How Long Do You Have to be Married to File a Joint Tax Return? Getting married is probably one of the best things to happen in life.
It is a great feeling and a lot of excitement to start a new life with the person you love. However, marriage brings a lot of new responsibilities to your shoulder.
One of the responsibilities is related to the legal aspects of marriage. Married couples usually want to do the tax returns together. But do married couples have to file taxes together in Canada? If that is the case, how long do you have to be married to file a joint tax return?
Let’s find the answers to these important questions.
Do you File a Tax Return Separately or Together?
First things first, you need to decide whether you and your newly wedded spouse want to file the tax return jointly or separately. In general terms, the wisest option is to file the tax return together. So, why is that?
Filing a joint tax return can minimize the overall tax you pay throughout the year. You can find that the overall tax liability will be lower than paying taxes separately.
Whenever income goes to a certain point, the facilities get phased out. As a result, this “certain point” limit will be lower than filing tax returns separately.

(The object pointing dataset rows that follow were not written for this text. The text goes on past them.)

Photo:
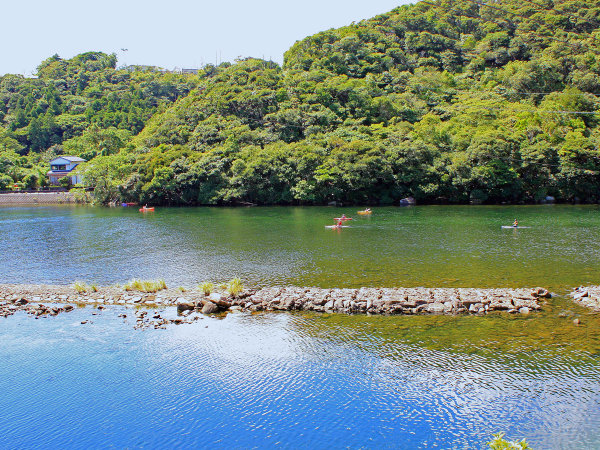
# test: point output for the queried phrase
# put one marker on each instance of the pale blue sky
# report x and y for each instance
(175, 33)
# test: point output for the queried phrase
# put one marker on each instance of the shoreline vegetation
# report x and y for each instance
(50, 300)
(443, 103)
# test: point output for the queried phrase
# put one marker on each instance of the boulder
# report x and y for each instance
(541, 293)
(210, 308)
(185, 306)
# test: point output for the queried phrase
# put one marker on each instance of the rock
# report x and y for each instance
(183, 306)
(541, 293)
(210, 308)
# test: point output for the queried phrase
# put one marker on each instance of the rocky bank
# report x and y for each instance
(49, 300)
(588, 296)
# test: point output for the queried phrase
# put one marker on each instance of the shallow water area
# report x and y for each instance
(300, 380)
(433, 246)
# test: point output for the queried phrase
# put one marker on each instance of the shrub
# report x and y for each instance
(145, 286)
(499, 443)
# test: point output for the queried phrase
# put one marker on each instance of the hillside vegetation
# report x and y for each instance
(448, 101)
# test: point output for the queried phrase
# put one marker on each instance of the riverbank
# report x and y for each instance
(587, 296)
(41, 198)
(38, 300)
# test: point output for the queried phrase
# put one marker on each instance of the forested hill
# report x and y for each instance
(446, 101)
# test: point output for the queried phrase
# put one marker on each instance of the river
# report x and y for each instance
(298, 380)
(434, 246)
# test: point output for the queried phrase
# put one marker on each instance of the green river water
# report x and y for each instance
(434, 246)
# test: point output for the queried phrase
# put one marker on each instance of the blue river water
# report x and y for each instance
(300, 380)
(283, 380)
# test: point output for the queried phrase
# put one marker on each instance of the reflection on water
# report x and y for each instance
(301, 380)
(423, 246)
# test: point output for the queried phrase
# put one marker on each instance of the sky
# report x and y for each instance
(169, 33)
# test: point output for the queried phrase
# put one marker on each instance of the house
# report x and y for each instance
(63, 166)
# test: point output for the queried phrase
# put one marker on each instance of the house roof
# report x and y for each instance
(69, 158)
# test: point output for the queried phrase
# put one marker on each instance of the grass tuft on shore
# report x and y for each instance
(500, 443)
(81, 287)
(235, 286)
(206, 287)
(145, 285)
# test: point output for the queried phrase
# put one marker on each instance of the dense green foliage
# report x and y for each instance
(82, 107)
(451, 101)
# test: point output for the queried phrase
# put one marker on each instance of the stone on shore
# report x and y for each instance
(587, 296)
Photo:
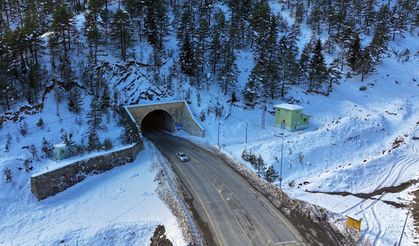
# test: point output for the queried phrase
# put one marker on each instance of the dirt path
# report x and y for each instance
(391, 189)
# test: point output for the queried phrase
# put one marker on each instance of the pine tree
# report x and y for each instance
(252, 87)
(269, 61)
(187, 59)
(381, 35)
(93, 33)
(105, 100)
(289, 68)
(271, 175)
(259, 164)
(93, 142)
(261, 19)
(75, 100)
(8, 142)
(354, 53)
(318, 72)
(121, 31)
(62, 26)
(229, 72)
(304, 60)
(95, 114)
(217, 38)
(47, 148)
(366, 62)
(67, 139)
(316, 18)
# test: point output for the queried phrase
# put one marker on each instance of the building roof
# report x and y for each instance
(288, 106)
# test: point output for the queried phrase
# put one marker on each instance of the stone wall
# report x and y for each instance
(50, 183)
(179, 110)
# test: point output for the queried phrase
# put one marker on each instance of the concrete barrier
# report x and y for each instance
(49, 183)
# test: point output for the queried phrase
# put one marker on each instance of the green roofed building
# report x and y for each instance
(291, 117)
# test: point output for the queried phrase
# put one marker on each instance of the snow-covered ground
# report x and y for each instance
(358, 142)
(120, 207)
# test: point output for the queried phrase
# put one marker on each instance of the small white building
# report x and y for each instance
(60, 151)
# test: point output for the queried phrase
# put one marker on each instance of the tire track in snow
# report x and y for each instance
(402, 164)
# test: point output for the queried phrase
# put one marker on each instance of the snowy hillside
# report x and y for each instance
(67, 67)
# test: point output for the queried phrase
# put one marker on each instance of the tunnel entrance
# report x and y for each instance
(158, 119)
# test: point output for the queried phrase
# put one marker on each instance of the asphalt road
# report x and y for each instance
(233, 212)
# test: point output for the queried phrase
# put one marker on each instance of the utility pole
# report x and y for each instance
(404, 226)
(263, 117)
(218, 136)
(280, 170)
(246, 133)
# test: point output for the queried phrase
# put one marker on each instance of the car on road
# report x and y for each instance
(182, 156)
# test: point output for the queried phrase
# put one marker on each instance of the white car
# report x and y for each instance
(182, 156)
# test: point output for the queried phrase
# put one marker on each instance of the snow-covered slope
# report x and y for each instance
(120, 207)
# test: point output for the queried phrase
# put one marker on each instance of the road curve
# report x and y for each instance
(231, 210)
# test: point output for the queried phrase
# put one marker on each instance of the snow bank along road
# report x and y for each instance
(229, 210)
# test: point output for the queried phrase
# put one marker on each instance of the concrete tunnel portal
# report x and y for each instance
(156, 120)
(169, 116)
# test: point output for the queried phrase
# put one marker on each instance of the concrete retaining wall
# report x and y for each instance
(179, 110)
(50, 183)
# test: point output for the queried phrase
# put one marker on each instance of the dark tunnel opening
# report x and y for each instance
(157, 120)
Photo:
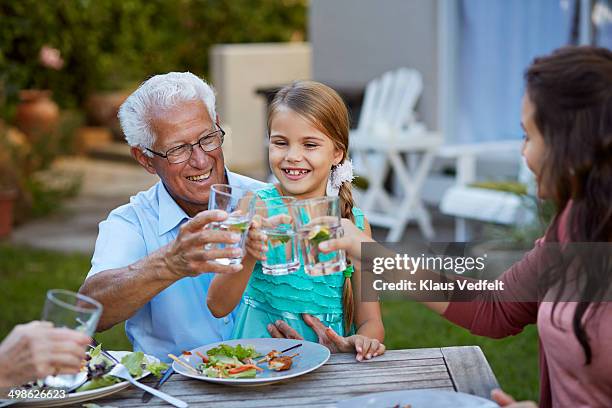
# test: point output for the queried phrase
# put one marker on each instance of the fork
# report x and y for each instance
(120, 371)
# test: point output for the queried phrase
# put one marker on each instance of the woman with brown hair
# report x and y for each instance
(308, 128)
(567, 119)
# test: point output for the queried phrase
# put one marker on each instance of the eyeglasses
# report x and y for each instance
(182, 153)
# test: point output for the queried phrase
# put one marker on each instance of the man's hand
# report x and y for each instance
(186, 255)
(506, 400)
(365, 347)
(350, 242)
(37, 349)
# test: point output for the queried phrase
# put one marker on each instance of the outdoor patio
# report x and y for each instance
(434, 91)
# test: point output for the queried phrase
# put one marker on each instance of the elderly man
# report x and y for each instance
(149, 265)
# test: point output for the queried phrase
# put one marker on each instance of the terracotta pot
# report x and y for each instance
(7, 203)
(36, 114)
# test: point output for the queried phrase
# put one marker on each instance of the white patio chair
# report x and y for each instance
(389, 139)
(465, 202)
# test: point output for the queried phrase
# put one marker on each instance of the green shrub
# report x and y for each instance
(107, 44)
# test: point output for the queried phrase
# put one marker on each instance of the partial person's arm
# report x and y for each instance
(491, 314)
(123, 291)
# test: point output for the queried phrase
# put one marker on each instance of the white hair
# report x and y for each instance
(161, 91)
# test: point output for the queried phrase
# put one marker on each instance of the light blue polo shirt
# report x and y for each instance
(177, 318)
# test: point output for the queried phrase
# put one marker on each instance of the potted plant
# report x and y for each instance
(8, 196)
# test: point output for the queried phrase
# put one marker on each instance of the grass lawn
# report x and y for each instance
(27, 274)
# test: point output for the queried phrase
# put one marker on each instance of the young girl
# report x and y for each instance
(308, 128)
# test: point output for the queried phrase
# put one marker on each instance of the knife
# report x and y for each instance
(146, 397)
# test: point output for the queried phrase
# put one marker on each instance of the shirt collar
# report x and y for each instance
(170, 213)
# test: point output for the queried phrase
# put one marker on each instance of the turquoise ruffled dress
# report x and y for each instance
(269, 298)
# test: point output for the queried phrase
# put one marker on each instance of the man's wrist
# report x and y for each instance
(159, 266)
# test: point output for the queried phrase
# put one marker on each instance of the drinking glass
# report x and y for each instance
(239, 204)
(318, 220)
(72, 310)
(282, 257)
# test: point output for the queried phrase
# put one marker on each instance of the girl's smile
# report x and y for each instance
(301, 156)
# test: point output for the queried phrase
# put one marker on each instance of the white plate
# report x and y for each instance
(311, 356)
(418, 399)
(83, 396)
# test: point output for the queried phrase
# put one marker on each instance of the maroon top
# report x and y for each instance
(565, 380)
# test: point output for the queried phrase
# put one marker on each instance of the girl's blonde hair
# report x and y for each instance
(325, 110)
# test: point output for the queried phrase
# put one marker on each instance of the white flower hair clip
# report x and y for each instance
(341, 173)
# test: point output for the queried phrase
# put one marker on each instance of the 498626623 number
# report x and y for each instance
(19, 393)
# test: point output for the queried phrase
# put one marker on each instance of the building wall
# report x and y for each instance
(237, 71)
(354, 41)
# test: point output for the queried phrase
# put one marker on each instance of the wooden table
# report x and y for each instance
(462, 369)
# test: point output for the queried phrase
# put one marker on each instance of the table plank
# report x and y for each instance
(341, 378)
(470, 370)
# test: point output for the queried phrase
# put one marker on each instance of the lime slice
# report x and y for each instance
(319, 234)
(239, 226)
(278, 238)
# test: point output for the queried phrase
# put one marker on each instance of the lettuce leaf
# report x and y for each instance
(157, 369)
(99, 382)
(133, 362)
(239, 351)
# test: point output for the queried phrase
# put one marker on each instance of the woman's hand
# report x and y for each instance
(506, 400)
(350, 242)
(365, 347)
(37, 349)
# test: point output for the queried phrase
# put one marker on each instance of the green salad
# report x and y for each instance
(99, 365)
(226, 361)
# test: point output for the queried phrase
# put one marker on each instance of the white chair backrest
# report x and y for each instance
(390, 100)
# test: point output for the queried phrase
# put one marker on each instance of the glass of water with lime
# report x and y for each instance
(318, 220)
(282, 255)
(239, 204)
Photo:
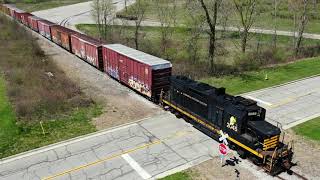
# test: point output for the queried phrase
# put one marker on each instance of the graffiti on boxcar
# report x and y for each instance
(141, 87)
(113, 73)
(91, 60)
(82, 53)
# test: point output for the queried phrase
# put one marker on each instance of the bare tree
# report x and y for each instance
(224, 16)
(166, 11)
(103, 11)
(138, 10)
(210, 9)
(275, 11)
(125, 5)
(302, 26)
(246, 10)
(195, 23)
(299, 8)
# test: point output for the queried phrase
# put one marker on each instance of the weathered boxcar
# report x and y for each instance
(62, 36)
(18, 14)
(44, 27)
(11, 10)
(142, 72)
(24, 18)
(88, 49)
(6, 9)
(33, 22)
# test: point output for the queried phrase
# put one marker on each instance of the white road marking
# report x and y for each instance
(144, 174)
(288, 126)
(259, 100)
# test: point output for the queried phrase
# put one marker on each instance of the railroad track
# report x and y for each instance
(293, 174)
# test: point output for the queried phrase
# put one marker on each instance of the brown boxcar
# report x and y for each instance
(44, 27)
(24, 18)
(11, 10)
(142, 72)
(18, 14)
(33, 22)
(88, 49)
(6, 9)
(62, 36)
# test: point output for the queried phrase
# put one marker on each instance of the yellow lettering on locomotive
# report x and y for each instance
(232, 124)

However, you will be even more beneficial under a specific situation. For instance, the income difference between you and your spouse can be a huge factor.
If the income difference is high, the overall income of the couple becomes low. As a result, your tax return would be low as well. Thereby, knowing the proper process of filing a joint tax return should make the task easier for you.

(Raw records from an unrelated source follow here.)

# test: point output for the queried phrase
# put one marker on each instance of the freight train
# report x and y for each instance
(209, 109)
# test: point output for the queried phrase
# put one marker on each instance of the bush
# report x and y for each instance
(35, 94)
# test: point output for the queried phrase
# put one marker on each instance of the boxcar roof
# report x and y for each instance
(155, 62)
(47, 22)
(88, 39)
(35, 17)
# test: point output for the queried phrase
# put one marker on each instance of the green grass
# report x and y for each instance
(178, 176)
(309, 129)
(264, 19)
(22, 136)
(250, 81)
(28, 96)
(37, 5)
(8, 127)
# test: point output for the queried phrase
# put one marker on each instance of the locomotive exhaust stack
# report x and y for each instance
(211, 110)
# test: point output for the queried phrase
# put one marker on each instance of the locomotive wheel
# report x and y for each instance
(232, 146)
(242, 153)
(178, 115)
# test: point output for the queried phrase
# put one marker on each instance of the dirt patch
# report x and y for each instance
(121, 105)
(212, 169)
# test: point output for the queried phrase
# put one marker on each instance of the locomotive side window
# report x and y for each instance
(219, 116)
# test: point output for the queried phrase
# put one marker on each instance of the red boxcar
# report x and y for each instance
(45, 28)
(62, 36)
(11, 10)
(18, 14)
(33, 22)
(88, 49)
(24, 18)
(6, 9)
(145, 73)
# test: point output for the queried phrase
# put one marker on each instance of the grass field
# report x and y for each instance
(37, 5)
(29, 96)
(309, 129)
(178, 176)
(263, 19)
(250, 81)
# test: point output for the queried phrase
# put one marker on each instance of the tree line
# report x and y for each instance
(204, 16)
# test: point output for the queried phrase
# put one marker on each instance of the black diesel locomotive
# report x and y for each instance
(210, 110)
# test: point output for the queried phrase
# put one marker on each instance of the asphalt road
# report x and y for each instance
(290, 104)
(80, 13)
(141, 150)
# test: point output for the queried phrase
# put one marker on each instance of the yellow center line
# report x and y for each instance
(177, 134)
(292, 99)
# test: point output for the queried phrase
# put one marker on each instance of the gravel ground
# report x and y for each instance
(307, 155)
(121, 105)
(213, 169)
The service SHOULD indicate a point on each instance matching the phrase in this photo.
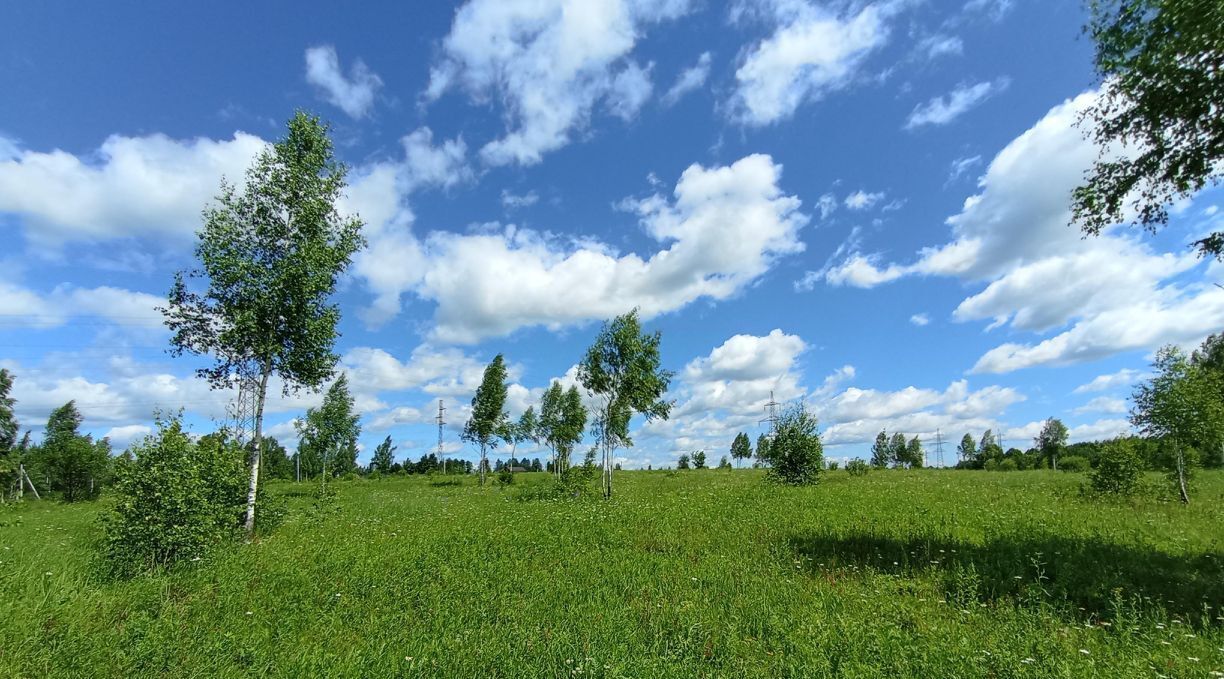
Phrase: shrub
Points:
(175, 499)
(1074, 463)
(796, 455)
(1119, 467)
(504, 476)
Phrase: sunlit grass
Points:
(692, 574)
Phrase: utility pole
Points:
(441, 422)
(770, 416)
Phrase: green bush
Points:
(174, 500)
(796, 455)
(1119, 469)
(1074, 463)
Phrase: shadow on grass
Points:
(1103, 579)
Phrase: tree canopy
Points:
(1162, 67)
(271, 255)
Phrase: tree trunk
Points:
(484, 464)
(1181, 476)
(253, 488)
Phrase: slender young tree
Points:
(271, 253)
(914, 455)
(9, 428)
(1178, 404)
(761, 449)
(383, 456)
(74, 461)
(741, 448)
(552, 421)
(967, 450)
(881, 450)
(329, 432)
(622, 367)
(1052, 439)
(488, 421)
(897, 447)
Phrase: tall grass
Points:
(692, 574)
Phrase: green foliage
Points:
(741, 448)
(914, 455)
(1074, 464)
(967, 452)
(1162, 67)
(1181, 404)
(383, 458)
(622, 367)
(881, 452)
(1119, 469)
(796, 453)
(1052, 441)
(7, 420)
(506, 476)
(897, 450)
(175, 500)
(328, 434)
(918, 571)
(75, 464)
(276, 463)
(761, 448)
(271, 255)
(488, 421)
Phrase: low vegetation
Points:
(922, 573)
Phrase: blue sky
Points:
(857, 204)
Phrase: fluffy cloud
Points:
(1124, 377)
(689, 80)
(862, 200)
(124, 307)
(129, 187)
(550, 63)
(723, 229)
(1103, 404)
(812, 51)
(354, 93)
(945, 109)
(727, 389)
(857, 415)
(1105, 295)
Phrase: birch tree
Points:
(488, 421)
(622, 368)
(269, 256)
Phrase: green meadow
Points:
(682, 574)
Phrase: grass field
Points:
(694, 574)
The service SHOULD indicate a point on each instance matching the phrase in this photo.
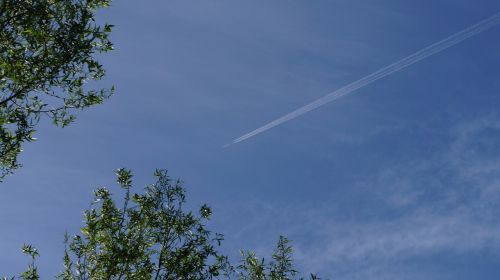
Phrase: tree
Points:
(47, 55)
(151, 236)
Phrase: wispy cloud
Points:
(383, 72)
(447, 203)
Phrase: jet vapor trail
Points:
(399, 65)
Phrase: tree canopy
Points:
(150, 235)
(48, 53)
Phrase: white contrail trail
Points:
(401, 64)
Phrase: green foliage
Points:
(150, 236)
(280, 268)
(47, 50)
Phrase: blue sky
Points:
(397, 181)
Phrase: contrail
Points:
(386, 71)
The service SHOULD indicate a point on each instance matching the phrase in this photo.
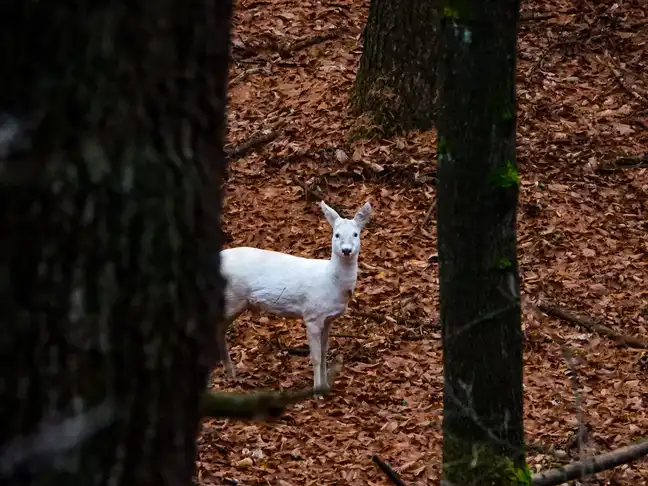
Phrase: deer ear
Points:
(329, 213)
(363, 215)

How Long Do You Have to be Married to File a Joint Tax Return?
The date you get married is crucial. This is mainly because you will be determined as a married couple for the complete year.
If you are marrying within December 31 of the year, the tax return will be calculated for the whole year instead of starting from the day you got married.
Now comes the answer to the most important question. The answer is quite simple. You do not need to be married for a certain amount of time to file a joint tax return.
You can do that as soon as you get married. You can even do that when you are getting married and arranging all the paperwork.
On the other hand, a specific time limit does apply to common law partners. You must have been living together for at least 12 months to be considered as a common law couple.
After that, you can file a joint tax return in court. However, you and your couple must be living together as a couple for 12 months rather than having an on and off a relationship.
If you decide to get married within these 12 months, you can request a joint tax return immediately.
When Can You Not File a Joint Tax Return?
If you are married, you can immediately go to court and file a tax return together. However, there is a very specific time limit when it comes to the marriage date.
The first thing to consider is the total marriage timeline. You can file a joint tax return as soon as you get married. However, you have to be married throughout the whole tax year.
This means that you must not get divorced before December 31.
If you are married for only a few months of the tax year and get divorced before December 31, you will be considered unmarried for the whole year, and you cannot file a joint tax return.
As you can see, there are some limitations. Your marriage status should be valid throughout the year. Only then can you pay the joint tax return.
You should file a request for the joint tax return as soon as you are married to get the benefit. However, you must stay married to pay the return jointly eventually at the end of the year.
Final Words: How Long Do You Have to be Married to File a Joint Tax Return
It is a very common question to ask- how long do you have to be married to file a joint tax return. The answer to the question is simple, yet there are complications. For once, you are advised to file a joint tax return as you have started your married life or living together for a straight 12 months. However, you must stay married throughout the tax year to pay the tax return jointly.